Jeudi se réunissaient à Salon les élus locaux des Bouches-du-Rhône pour débattre de la réforme des collectivités territoriales, en présence de Laurent Fabius, un débat auquel j’ai eu l’honneur de participer.
(photo Fédération PS 13)
La soirée de jeudi fut plus orientée people, avec une soirée au restaurant « L’Assiette de Marie » en compagnie du célèbre homme d’affaires Christian Audigier, qui ce soir-là rencontrait Jean-Marc Conrad, président de l’AC Arles-Avignon, pour devenir un partenaire officiel de ce club de football. Cette rencontre a été relatée dans La Provence de samedi.

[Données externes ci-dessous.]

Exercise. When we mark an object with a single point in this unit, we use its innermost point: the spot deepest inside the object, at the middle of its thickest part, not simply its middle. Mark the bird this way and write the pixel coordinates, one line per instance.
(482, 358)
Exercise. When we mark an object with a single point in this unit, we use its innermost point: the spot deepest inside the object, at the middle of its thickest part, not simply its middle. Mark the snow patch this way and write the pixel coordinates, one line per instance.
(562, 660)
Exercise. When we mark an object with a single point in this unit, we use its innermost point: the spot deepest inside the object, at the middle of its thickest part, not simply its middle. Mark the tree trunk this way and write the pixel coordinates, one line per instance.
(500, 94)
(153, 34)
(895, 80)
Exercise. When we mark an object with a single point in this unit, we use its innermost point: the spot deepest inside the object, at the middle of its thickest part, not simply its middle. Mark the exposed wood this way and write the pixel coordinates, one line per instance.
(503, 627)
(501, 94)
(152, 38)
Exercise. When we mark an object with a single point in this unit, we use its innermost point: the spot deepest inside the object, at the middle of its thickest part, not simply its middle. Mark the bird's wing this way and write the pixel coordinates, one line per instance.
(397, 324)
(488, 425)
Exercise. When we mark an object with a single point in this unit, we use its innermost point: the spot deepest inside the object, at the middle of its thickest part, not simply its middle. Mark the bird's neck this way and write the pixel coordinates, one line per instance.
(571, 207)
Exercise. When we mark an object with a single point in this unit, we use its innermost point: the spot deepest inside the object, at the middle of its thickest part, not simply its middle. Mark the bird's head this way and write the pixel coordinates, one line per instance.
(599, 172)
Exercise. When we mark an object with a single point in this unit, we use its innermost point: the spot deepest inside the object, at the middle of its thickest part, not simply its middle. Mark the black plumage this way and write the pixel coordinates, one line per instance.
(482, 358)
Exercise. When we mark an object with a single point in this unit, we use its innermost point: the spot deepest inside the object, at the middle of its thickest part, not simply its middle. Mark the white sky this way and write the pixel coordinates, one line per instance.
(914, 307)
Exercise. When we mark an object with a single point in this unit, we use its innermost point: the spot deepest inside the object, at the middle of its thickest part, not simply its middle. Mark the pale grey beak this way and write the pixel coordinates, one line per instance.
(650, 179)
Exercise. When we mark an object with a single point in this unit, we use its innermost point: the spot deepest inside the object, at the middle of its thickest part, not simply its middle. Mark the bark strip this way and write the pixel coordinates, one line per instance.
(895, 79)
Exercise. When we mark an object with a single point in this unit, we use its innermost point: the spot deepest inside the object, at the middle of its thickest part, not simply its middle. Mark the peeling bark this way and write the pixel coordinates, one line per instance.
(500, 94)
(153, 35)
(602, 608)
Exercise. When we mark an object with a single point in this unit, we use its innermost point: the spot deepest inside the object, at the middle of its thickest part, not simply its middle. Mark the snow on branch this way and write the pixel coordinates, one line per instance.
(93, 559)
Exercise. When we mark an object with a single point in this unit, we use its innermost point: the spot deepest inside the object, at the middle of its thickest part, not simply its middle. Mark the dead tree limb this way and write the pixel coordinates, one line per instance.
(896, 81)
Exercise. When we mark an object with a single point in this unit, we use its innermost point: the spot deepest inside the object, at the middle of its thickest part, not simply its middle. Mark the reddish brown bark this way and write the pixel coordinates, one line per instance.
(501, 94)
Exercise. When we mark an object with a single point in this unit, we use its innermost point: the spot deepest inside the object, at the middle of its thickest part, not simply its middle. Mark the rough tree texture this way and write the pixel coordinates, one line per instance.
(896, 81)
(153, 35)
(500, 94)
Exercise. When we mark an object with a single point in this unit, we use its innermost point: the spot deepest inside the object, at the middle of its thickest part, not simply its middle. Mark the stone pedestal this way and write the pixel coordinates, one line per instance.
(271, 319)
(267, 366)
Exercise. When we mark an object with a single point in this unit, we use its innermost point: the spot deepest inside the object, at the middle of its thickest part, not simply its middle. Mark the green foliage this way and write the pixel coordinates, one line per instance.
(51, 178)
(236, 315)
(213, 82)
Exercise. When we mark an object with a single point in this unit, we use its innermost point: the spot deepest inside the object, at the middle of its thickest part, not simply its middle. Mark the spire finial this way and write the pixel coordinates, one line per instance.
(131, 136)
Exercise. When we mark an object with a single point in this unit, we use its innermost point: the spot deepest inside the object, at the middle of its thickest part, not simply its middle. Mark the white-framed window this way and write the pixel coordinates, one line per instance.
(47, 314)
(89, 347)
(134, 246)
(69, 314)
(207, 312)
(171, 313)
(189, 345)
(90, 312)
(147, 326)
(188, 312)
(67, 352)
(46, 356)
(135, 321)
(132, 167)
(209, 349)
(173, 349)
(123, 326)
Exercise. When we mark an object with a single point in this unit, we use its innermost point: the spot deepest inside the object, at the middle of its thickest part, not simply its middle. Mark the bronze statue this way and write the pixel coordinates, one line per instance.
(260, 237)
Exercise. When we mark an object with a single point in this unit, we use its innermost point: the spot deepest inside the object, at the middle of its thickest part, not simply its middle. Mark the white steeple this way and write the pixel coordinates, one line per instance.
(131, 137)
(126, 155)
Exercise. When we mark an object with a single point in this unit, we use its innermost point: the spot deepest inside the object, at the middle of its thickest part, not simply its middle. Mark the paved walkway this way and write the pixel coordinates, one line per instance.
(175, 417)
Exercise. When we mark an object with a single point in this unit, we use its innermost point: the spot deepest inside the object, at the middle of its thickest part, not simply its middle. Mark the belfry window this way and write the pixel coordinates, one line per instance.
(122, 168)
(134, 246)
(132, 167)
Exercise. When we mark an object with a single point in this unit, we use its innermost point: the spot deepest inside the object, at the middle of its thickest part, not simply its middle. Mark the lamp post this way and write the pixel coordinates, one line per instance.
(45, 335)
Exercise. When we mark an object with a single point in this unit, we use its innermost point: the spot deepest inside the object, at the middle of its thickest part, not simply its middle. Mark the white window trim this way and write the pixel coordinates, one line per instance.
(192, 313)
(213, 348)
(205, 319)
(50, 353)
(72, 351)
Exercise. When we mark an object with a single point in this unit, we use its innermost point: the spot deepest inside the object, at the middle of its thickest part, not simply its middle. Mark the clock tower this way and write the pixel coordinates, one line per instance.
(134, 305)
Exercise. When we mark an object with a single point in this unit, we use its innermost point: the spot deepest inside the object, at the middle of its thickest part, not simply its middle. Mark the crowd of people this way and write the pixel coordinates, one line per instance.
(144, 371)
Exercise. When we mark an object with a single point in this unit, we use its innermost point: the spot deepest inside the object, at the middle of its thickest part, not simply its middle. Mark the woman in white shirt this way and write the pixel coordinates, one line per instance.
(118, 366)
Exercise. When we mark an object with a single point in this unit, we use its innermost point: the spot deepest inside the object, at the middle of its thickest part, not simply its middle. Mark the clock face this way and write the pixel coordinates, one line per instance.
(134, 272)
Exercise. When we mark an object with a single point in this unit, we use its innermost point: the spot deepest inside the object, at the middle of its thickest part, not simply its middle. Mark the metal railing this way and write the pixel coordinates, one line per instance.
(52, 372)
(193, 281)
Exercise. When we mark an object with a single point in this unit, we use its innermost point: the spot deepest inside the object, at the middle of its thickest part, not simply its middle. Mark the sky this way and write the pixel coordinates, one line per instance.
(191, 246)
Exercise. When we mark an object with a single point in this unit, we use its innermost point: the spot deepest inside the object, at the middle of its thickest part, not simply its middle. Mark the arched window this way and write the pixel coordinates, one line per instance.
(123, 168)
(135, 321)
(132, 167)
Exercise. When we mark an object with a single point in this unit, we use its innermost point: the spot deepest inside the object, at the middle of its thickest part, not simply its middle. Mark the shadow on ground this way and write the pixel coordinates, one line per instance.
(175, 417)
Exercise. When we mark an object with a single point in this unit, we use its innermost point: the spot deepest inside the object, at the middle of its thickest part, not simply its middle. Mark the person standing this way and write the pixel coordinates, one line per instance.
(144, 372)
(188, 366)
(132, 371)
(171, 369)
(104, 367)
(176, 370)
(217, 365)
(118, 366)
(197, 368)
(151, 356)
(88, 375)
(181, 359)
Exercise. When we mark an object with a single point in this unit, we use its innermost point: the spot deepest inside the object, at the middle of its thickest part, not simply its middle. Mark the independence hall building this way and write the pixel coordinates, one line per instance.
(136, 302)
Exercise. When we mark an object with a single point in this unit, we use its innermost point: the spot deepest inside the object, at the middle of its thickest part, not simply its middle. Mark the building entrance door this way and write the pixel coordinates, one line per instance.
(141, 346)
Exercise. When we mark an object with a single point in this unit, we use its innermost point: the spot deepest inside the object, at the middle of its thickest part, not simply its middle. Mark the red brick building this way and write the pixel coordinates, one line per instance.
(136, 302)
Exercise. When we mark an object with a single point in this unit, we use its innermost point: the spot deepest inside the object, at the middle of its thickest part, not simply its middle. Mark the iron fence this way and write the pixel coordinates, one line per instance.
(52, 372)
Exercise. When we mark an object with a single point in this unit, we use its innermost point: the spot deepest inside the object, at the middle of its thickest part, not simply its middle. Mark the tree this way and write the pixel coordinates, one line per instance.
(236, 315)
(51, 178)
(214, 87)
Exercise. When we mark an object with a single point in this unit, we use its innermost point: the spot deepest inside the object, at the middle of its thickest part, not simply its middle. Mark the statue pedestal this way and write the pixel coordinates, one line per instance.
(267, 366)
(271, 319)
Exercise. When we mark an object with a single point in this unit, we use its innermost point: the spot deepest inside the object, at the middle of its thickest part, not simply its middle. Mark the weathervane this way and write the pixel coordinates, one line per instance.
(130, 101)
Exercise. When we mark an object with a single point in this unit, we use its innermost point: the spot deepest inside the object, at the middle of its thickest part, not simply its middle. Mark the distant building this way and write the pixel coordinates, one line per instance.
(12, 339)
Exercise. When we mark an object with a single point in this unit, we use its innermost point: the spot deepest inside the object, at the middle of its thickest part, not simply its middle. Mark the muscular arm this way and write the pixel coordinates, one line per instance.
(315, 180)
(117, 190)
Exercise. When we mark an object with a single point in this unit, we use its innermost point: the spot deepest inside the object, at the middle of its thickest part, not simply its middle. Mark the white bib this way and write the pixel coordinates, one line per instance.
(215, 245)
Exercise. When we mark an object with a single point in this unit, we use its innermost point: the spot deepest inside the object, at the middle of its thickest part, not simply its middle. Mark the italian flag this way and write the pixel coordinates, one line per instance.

Vendredi en fin d’après-midi, l’équipe du film La Fille du Puisatier de Daniel Auteuil organisait un petit apéritif au Mas de la Dame avec les élus du canton de Saint-Rémy pour les remercier de leur accueil. Cette réception a permis de réunir d’un seul coup, chose rare, les maires des cinq communes du canton, toutes concernées par le tournage.
(Jack Sautel, encadré par Anne et Caroline Poniatowski, Michel Fenard, moi-même, Jacqueline Cornillon, Jean-Hilaire Seyverac – merci à Bernadette Quilici pour la photo)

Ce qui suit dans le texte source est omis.